PL prevê prisão para quem violar prerrogativas de advogado
Brasília, 21/03/2005 - Violar prerrogativa e impedir a atuação profissional de advogado pode dar detenção de seis meses a dois anos e a pena poderá ser aumentada de um sexto até a metade se houver prejuízo ao interesse patrocinado pelo advogado. É o que prevê o Projeto de Lei nº 4.915/05, apresentado pela deputada federal Mariângela Duarte (PT-SP). De acordo com a proposta, “o Conselho Seccional da OAB, por intermédio de seus Presidentes, poderá requisitar à autoridade policial competente a abertura de inquérito por violação aos direitos e prerrogativas do advogado”.
Segundo a deputada, “as prerrogativas e os direitos dos advogados consignados na norma se constituem em dever imposto a todas as autoridades - judiciárias, policiais, administrativas, legislativas - e a violação ao bem jurídico tutelado aos direitos e prerrogativas do advogado, comprometem os direitos correspondentes às liberdades individuais que legalmente lhes são confiados para o respectivo patrocínio”.
Segue a íntegra do projeto de lei nº 4.915/05:
“Define o crime de violação de direitos e de prerrogativas do advogado.
O Congresso Nacional decreta:
Art. 1º Violar direito ou prerrogativa do advogado, impedindo sua atuação profissional.

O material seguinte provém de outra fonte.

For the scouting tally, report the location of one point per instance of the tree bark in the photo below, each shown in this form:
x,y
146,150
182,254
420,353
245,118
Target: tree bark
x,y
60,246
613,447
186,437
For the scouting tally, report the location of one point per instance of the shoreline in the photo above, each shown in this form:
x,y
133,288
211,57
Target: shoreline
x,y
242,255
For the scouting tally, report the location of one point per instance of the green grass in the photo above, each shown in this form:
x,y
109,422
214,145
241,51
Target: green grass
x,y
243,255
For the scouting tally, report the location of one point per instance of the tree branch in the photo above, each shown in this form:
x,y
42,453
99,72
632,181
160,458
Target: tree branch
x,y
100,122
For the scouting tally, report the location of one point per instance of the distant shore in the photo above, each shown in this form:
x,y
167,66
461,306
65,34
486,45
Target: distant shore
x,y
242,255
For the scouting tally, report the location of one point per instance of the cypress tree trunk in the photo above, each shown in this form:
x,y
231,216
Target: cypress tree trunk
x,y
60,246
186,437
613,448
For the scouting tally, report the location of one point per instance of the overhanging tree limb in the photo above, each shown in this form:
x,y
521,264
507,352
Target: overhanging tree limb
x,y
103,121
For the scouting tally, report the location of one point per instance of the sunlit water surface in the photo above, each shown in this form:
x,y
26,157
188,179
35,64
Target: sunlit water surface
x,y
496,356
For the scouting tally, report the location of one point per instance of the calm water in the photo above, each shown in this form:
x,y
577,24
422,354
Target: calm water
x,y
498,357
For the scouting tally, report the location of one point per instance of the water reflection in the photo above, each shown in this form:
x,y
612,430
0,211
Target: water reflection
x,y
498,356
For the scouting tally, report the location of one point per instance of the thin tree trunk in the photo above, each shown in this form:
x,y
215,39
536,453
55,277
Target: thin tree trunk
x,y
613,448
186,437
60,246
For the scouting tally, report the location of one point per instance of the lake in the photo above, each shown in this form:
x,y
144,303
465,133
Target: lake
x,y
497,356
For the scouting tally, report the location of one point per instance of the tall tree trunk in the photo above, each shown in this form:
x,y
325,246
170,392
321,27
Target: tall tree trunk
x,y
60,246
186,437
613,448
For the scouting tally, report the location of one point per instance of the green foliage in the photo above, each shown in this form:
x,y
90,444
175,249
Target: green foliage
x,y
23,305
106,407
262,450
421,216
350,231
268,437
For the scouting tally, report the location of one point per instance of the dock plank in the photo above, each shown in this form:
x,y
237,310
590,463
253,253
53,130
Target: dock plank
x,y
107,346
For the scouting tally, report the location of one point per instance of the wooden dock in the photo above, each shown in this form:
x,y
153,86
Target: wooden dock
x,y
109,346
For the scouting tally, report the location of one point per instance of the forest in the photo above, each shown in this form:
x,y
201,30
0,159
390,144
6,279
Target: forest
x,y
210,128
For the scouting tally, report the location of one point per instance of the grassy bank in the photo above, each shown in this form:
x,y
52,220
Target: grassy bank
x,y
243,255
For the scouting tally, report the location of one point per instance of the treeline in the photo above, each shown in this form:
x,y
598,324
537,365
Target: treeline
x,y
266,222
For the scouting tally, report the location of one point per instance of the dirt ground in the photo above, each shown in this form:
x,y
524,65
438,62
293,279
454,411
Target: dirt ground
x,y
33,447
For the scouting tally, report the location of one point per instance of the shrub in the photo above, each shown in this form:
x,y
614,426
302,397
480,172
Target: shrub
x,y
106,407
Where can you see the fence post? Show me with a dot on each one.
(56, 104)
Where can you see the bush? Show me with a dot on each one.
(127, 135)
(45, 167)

Pena: detenção de 06 (seis) meses a 02 (dois) anos, sem prejuízo da pena correspondente à violência, se houver.
Parágrafo único - A pena será aumentada de um sexto até a metade, se do fato resultar prejuízo ao interesse patrocinado pelo advogado.
Art. 2º A Ordem dos Advogados do Brasil - OAB, por intermédio de seus Conselhos Seccionais, poderá requerer admissão de advogado como assistente do Ministério Público, nas ações penais instauradas em virtude da aplicação desta lei.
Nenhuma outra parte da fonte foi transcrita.